Give a detailed breakdown telling you what each prep does for your team and leave it at that. If I never practice tackling one time all spring and all fall, don’t tell me everyone has -25 tackling. Do it on the back-end, tell me in the recap that I didn’t practice it and may see effects, then when I play the game and have 24 missed tackles I’ll see I goofed.
Keeping it on the back-end and dynamic helps make it so not everyone runs a meta preparation plan each week/spring/fall. I want users AND the CPU to all develop their own ways to prep their teams so they can get real identities. Also make it so some assistants will be influenced by the coaches they’ve been under and may tune their preparation plans to be more like a successful coach they were under.
Make some coaches stubborn and never adjust and then get fired 3 years later. Make some coaches see they must change their ways and they do and right the ship.
And lastly, make it all able to be toggled on, off, or automated so that those who hate playing in the menus can completely ignore any of this if they want. I know your average 12 year old won’t care to take 30 minutes to an hour to setup their spring program schedule. They’ll just want to play their bowl game, recruit, and be in the next season within 5 minutes.

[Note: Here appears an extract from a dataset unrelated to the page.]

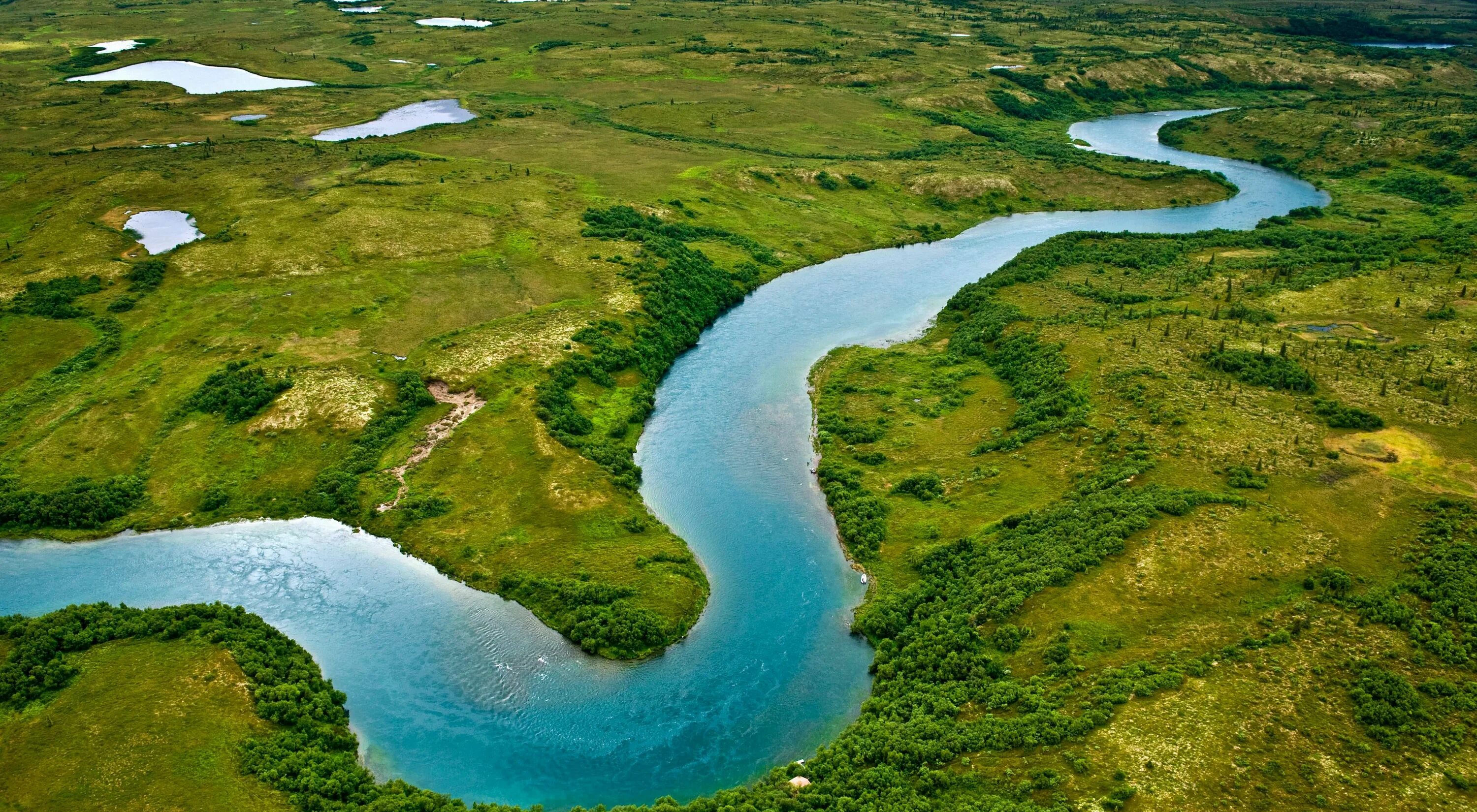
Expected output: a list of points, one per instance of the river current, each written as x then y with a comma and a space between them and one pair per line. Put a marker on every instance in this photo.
463, 693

Other people like myself want literally set up the schedule day by day, even block by block in each day, all spring, summer, and fall even if it means it takes me 3 hours to get to the next season. I want it to feel like my program and like my plans actually have an impact on the field come game day. I want to know my preparation decisions can cause me to be upset one week if I don’t pay attention to it. I want to know I can make my guys be physical all spring and fall camp leading to me having 4 guys out for the year before opening week, but I never have to worry about missed tackles or physicality in the trenches.

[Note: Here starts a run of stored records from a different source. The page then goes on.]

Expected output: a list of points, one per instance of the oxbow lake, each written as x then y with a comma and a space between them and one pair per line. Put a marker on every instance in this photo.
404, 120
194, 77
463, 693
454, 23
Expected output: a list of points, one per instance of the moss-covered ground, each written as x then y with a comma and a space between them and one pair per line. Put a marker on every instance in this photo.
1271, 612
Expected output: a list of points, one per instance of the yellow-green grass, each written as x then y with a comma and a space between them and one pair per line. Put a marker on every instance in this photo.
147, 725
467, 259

I want to analyze my roster, see my likely starting QB is a freshman, and know I must tune my offseason to make sure he is up to speed with the playbook.
My Own Thoughts
There are some other good ideas in the thread, but my feeling on this — and why I wanted to boost the thread — is because the “unique” aspect of this is hugely important. The first college game that comes out is going to be a great relief, but also I feel like it’s probably going to have that short honeymoon period before people start to lose their minds and exasperate themselves talking about why it’s a disappointment. This is just the nature of the beast to some extent when you’re the first college game back in the market and you have the baggage of EA.
That said, whatever people say they want from a college football game is valid, but also it’s also moot to some degree. You have to make the gameplay feel like college and the atmosphere feel like college first and foremost. If you nail those aspects, most other things will take care of themselves to some degree. If the dynasty mode sucks or is not even at the level of NCAA Football 14, that will obviously be a big miss, but even that is secondary to some degree to the college feel out on the field.

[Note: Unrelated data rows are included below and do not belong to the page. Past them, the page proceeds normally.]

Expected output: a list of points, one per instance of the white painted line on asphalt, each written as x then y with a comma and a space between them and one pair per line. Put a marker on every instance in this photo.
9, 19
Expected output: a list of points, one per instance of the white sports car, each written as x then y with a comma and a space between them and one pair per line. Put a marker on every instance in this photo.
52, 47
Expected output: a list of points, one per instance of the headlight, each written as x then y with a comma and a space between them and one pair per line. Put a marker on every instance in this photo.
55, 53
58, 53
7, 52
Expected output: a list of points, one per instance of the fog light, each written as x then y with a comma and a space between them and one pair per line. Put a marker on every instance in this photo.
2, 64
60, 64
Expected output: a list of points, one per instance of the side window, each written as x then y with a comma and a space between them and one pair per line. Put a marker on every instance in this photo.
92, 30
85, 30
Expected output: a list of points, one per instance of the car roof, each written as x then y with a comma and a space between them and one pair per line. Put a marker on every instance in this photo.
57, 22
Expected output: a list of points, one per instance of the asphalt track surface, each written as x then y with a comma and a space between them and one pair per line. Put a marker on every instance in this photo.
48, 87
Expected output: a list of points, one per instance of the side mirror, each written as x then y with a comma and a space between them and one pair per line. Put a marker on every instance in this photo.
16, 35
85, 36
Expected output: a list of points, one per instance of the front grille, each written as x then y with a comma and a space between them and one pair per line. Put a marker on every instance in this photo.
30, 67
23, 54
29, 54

But having something unique is the next most important aspect of whatever EA releases. The aforementioned Athletic Director mode I pointed to in the intro would be one thing to make things interesting, but it could be a lot of things. An insanely in-depth coaching carousel or something like what canes21 talked about could be the ticket as well.
The point is that the focus should be concentrated. EA is not going to make everyone happy no matter what, so you have to at least plant that flag and say “this is why college football is different and worth bringing back.” Whatever form that takes ultimately comes down to EA’s development process, but while everyone’s biggest fear is this game will just be “Madden with college rosters,” my biggest fear is we’ll just get NCAA Football 14.5 out of the gates.
EA needs something that defines the game beyond “college football is back baby!”